At its core, Private Join and Compute lets organizations gain aggregated insights about the other party’s data. They’re able to encrypt identifiers and associated data, join them, and then perform calculations on the overlapping corpora to draw useful information. All identifiers and their associated data remain fully encrypted and unreadable throughout the process. While neither party is forced to reveal their raw data, they can answer questions at hand using outputs of the computation — for instance, counts, sums, and averages.
Private Join and Compute achieves this with two cryptographic privacy methods devised to protect sensitive data: Private set intersection and homomorphic encryption.

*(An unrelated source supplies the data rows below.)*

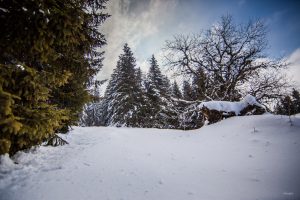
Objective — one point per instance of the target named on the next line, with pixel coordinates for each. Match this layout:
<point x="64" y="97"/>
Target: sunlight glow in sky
<point x="146" y="24"/>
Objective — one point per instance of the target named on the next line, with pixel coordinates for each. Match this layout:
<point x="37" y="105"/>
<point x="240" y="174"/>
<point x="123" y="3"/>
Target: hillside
<point x="250" y="157"/>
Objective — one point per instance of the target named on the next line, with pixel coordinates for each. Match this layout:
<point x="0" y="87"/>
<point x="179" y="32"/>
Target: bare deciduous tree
<point x="230" y="55"/>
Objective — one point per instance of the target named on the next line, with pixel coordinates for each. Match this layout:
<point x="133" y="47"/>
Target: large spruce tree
<point x="162" y="112"/>
<point x="48" y="59"/>
<point x="123" y="100"/>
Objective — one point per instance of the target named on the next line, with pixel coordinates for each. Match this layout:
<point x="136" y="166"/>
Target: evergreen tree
<point x="187" y="91"/>
<point x="296" y="101"/>
<point x="123" y="97"/>
<point x="199" y="85"/>
<point x="176" y="93"/>
<point x="162" y="112"/>
<point x="48" y="58"/>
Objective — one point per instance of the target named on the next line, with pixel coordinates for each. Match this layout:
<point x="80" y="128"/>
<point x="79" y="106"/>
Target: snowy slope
<point x="240" y="158"/>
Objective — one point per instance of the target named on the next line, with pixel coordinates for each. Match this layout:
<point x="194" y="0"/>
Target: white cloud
<point x="294" y="67"/>
<point x="132" y="25"/>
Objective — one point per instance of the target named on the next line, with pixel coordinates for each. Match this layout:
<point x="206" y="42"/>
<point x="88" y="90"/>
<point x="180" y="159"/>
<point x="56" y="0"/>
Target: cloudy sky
<point x="146" y="24"/>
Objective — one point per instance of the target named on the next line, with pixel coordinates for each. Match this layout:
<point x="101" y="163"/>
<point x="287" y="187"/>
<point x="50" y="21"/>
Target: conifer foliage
<point x="48" y="59"/>
<point x="122" y="104"/>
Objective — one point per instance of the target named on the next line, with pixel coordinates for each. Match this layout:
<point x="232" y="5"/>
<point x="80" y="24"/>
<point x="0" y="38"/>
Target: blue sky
<point x="146" y="24"/>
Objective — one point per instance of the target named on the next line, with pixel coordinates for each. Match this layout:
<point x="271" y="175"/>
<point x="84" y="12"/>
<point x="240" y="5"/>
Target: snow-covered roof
<point x="228" y="106"/>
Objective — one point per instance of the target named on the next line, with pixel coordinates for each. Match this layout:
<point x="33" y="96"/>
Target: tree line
<point x="48" y="61"/>
<point x="224" y="63"/>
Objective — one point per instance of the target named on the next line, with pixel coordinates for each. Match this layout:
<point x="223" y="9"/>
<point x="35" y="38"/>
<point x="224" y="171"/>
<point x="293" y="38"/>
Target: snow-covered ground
<point x="240" y="158"/>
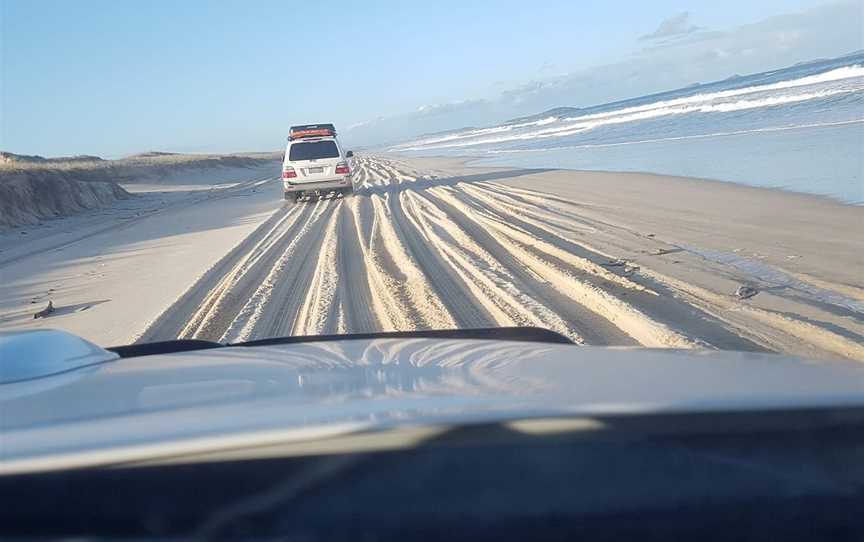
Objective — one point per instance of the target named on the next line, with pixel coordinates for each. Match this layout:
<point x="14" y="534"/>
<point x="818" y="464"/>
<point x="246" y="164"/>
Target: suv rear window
<point x="313" y="150"/>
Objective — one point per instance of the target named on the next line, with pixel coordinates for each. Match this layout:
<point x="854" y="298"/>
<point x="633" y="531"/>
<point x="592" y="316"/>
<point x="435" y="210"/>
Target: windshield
<point x="313" y="151"/>
<point x="675" y="175"/>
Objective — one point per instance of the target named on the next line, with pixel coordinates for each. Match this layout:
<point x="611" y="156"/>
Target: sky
<point x="114" y="78"/>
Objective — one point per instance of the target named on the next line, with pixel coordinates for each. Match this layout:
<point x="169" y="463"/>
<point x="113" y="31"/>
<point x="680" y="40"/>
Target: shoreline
<point x="610" y="258"/>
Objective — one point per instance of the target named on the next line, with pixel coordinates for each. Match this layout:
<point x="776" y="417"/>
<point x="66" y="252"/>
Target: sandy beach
<point x="621" y="259"/>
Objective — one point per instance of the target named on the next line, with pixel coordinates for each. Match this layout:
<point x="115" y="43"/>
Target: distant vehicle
<point x="315" y="163"/>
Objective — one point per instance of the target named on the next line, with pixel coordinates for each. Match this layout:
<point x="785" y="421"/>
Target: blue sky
<point x="118" y="77"/>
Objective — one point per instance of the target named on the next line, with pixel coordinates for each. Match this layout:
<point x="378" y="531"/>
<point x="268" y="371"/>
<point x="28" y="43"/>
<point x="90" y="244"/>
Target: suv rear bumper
<point x="326" y="184"/>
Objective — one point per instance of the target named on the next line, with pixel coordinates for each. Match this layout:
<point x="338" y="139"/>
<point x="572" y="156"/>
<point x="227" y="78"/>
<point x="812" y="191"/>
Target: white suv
<point x="315" y="163"/>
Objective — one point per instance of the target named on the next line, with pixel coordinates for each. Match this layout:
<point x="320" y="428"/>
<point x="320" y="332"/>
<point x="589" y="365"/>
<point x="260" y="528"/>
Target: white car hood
<point x="162" y="405"/>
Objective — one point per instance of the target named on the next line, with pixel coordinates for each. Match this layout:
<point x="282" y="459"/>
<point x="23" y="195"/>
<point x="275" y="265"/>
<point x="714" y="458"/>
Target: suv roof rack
<point x="311" y="130"/>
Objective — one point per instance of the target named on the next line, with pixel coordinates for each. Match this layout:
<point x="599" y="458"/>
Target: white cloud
<point x="683" y="57"/>
<point x="673" y="27"/>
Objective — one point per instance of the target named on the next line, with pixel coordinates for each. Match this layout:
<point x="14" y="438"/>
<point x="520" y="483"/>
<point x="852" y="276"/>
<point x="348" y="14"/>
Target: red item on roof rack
<point x="312" y="130"/>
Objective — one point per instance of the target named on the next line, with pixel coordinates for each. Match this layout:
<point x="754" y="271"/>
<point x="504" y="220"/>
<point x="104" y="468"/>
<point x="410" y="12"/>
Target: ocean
<point x="799" y="128"/>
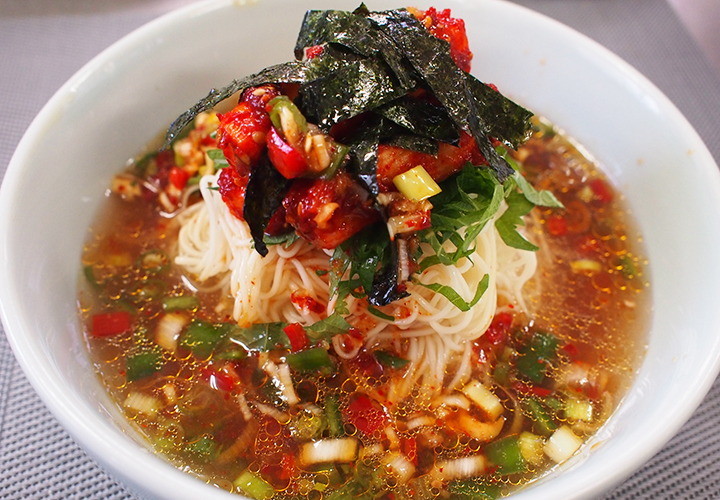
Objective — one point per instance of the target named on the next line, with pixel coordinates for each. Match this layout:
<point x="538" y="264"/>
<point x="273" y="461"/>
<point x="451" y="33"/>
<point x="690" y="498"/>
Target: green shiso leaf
<point x="423" y="118"/>
<point x="326" y="328"/>
<point x="431" y="58"/>
<point x="468" y="201"/>
<point x="504" y="119"/>
<point x="356" y="87"/>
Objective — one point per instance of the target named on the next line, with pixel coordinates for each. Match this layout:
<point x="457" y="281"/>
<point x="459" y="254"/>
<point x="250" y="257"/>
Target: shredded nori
<point x="289" y="72"/>
<point x="400" y="80"/>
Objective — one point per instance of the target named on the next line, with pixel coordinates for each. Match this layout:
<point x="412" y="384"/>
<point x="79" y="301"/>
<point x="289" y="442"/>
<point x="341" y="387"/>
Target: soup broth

The former lets two parties privately join their data sets and discover identifiers they have in common, while homomorphic encryption — an emerging approach that’s used in Intel’s HE-Transformer and other privacy-preserving utilities — allows certain types of computation to be performed directly on encrypted data without having to decrypt it first.
“This end result is the only thing that’s decrypted and shared in the form of aggregated statistics,” noted Patel and Yung. “This combination of techniques ensures that nothing but the size of the joined set and the statistics (e.g. sum) of its associated values is revealed. Individual items are strongly encrypted with random keys throughout and are not available in raw form to the other party or anyone else.”
Google expects that Private Join and Compute will find applications in “a wide array of fields” that require organizations to work together without revealing anything about individuals represented in the data, including (but not limited to) public policy, diversity and inclusion, health care, and car safety standards. “By sharing the technology more widely, we hope this expands the use cases for secure computing,” added Patel and Yung. “This is just the beginning of what’s possible.”
Private Join and Compute’s formal debut follows on the heels of TensorFlow Privacy, a library for Google’s TensorFlow machine learning framework that’s intended to make it easier to train AI models with strong privacy guarantees. Separately, it builds on broader efforts like Password Checkup, a Chrome extension that taps private set intersection (PSI), a cryptographic protocol, to match login credentials against an encrypted database of over 4 billion known unsafe credentials.